An abundance of penguins blocked beach access at Paulet Island, our intended morning destination, but with just an hour’s further transit Tay Head offered both walks and the chance to explore ice both sculpted and tabular. As Joinville Island’s glaciers recede and reduce the weight of ice on the land, a number of raised gravel steps are now exposed, signifying the historic beach edge. Crossing these terraces, we roamed freely to view Weddell seals, calving tidewater glacier faces, and an Adélie penguin colony on the headland. Alternating groups cruised among the ice, at times angular, polished, and brilliant blue.

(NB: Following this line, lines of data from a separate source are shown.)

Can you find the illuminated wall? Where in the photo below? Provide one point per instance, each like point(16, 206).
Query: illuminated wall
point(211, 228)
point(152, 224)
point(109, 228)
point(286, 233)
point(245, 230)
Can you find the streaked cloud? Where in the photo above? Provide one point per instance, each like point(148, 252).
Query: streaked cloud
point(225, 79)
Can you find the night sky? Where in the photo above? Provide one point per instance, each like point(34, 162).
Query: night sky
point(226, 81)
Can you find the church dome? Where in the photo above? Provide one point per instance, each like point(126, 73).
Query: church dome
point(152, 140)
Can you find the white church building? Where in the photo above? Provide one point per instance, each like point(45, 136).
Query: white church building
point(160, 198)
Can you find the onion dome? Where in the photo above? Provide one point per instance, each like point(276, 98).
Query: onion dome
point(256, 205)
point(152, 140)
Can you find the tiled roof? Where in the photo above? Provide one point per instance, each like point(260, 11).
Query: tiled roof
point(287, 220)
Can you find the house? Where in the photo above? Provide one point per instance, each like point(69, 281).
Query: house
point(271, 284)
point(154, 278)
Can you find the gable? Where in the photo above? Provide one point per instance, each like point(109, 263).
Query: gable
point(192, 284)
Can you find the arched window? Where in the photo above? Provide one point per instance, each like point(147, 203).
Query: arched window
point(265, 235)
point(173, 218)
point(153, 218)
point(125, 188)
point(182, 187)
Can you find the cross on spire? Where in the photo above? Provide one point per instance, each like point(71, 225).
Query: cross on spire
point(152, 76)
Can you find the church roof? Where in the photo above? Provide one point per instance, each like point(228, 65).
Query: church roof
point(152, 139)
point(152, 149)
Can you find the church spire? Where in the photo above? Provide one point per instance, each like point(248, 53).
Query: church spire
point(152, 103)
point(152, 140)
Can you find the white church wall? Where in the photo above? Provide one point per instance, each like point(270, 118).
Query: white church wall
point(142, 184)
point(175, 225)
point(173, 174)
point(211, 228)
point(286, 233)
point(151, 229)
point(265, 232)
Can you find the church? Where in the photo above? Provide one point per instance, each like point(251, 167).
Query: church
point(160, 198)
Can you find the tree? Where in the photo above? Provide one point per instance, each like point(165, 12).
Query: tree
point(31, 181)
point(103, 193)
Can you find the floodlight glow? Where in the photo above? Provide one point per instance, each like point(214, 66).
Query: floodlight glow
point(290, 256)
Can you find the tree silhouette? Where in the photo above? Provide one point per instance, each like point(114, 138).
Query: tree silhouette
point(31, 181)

The fog rolled in just as we arrived at Heroina Island, part of the Danger Island group that forms the far eastern point of the Antarctic Peninsula. Undeterred, we boarded Zodiacs to cruise along the shoreline. Over 750,000 pairs of Adélie penguins nest here, greater than half the entire population of this species across the Antarctic Peninsula region, thus a diversity of colony-associated behaviors were on display. Individuals trudged up the snow on return to the nest while others leapt up onto, walked over, and dove off grounded icebergs blocking their typical pathway to the sea. Raucous calls and plenty of squabbles showcased the bold, gregarious Adélie character. Leopard seals in the shallows kept a watchful eye for unsuspecting penguins, a favorite snack, and we witnessed other seabirds dining on the aftermath of such an attack. With hot chocolate in hand, we watched Antarctica’s massive, awe-inspiring tabular icebergs fade into the distance as we sailed north towards Elephant Island overnight.